Exploring Detroit’s Shocking Recent ATS Success
The Pistons have covered five of their last seven games after dumping their best players
- Not much was expected of the Detroit Pistons after they traded Andre Drummond and bought out the contracts of Reggie Jackson and Markieff Morris. These transactions removed three of Detroit’s most experienced players from the roster. Surprisingly, the Pistons have played better in the aftermath of these moves. After starting the season 21-33 ATS, the Pistons have covered five of their last seven games.
- Christian Wood has recently emerged as a potential future building block for the Pistons. In the first 52 games of his season, Wood averaged 10.9 points and 5.6 rebounds per game. In the last seven games, Wood has averaged 22.5 points and 10.2 rebounds per game with increased usage and minutes.
- The Pistons have transitioned to a more perimeter-oriented offense following the Drummond trade. In the first 56 games of the Pistons’ season, Detroit averaged 11.6 made three-point field goals per game. In the last seven games, the Pistons have averaged 15.1 made three-point field goals per game.
- However, the reality is that even with their improved play recently, the Pistons remain a terrible team. One reason why the Pistons have covered five of their last seven games is that they have fallen behind by so much that their opponents have relaxed and allowed the Pistons to come back for backdoor covers. Detroit trailed by at least 14 points at some point in six of these seven contests.
- The Pistons host the Utah Jazz Saturday night in the Motor City. VIEW OUR FULL GAME PAGE!
The Fire Sale Leads To A Potential Building Block
On February 6th, the Detroit Pistons traded their starting center Andrew Drummond to the Cleveland Cavaliers for Brandon Knight, John Henson, and a 2023 second-round draft pick. Two weeks later, the Pistons would buyout the contracts of Reggie Jackson and Markieff Morris. The Pistons’ win-loss record on the season is 20-43 and they are effectively out of the playoff race in the Eastern Conference.
Basketball analysts mocked the Pistons for trading Drummond in what amounted to a salary dump. But sports bettors who have recently backed the Pistons ATS are the ones getting the final laugh. The Pistons have covered five of their last seven games after starting the season 21-33 ATS.
Much of the credit for the Pistons’ recent string of ATS success goes to Christian Wood, a 24-year old 6’10 power forward out of UNLV. No team selected Wood in the 2015 NBA Draft. He played on four different NBA teams in three seasons before being claimed off waivers by the Pistons last summer. The departure of Detroit’s veterans has led to more playing time for Wood. He has certainly taken advantage of the opportunity and appears to be a potential future building block for the Pistons. In the first 52 games of his season, Wood averaged 10.9 points and 5.6 rebounds per game. In his last seven games, Wood has effectively doubled his offensive output by averaging 22.5 points and 10.2 rebounds per game.
A More Modern Offense
At the start of the season, the Pistons’ three best players were arguably Drummond, Blake Griffin, and Derrick Rose. While these three veterans certainly have their strengths, their offensive skill sets are better suited for a bygone NBA era. With Drummond, Griffin, and Rose as their primary offensive catalysts, the Pistons ranked in the bottom half of the NBA in terms of three-point shooting. In their first 56 games, Detroit averaged only 11.6 three-point field goals per game. Drummond is now gone and Griffin went on injured reserve in December.
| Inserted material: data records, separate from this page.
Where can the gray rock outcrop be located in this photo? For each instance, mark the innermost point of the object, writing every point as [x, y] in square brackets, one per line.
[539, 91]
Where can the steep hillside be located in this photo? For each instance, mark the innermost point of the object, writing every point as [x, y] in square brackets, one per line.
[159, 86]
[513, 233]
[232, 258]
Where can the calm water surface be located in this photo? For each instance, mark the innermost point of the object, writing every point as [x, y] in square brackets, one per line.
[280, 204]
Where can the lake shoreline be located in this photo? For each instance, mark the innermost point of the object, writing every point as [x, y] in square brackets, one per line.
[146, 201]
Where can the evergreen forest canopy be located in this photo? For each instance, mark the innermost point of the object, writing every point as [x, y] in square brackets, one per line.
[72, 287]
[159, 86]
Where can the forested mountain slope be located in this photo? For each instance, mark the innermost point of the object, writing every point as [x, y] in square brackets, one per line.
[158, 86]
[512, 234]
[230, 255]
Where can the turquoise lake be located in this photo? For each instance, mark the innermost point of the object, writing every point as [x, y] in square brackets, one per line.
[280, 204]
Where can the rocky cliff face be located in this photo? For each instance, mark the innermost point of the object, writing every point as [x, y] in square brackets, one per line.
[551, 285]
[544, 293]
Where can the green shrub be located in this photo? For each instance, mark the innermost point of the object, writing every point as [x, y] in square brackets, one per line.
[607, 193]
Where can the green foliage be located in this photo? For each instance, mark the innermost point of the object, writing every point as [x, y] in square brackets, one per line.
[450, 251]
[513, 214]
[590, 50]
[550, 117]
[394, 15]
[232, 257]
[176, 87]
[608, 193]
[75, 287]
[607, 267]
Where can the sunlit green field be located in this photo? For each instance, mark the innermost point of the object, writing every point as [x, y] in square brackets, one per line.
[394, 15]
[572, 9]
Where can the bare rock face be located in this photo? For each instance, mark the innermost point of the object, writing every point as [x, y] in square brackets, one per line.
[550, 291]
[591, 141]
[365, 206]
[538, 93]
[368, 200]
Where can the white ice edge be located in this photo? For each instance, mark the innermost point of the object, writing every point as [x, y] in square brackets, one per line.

Without their projected starting frontcourt from the start of the season, the Pistons have transitioned to a more modern offense based on three-point shooting. Detroit’s better shooters, such as Sviatoslav Mykhailiuk, are being featured more prominently in the offense. In their last seven games, the Pistons have hit 15.1 three-point field goals per game.
The Pistons are an eclectic mix of veterans trying to get their next contract and young players looking to prove themselves. The Pistons have played relatively well recently but they still do not have enough talent to compete with most teams in the NBA. It may be fool’s gold for bettors to put too much stock in the Pistons’ limited run of ATS success.
Ironically, the Pistons owe some of their recent ATS success to how far they fall behind their opponents. The Pistons have trailed their adversaries by at least 14 points at some point in six of their last seven games. These big deficits have made it easier for the Pistons to execute backdoor covers for their backers as the Pistons’ opponents have naturally relaxed after they have built comfortable leads against Detroit.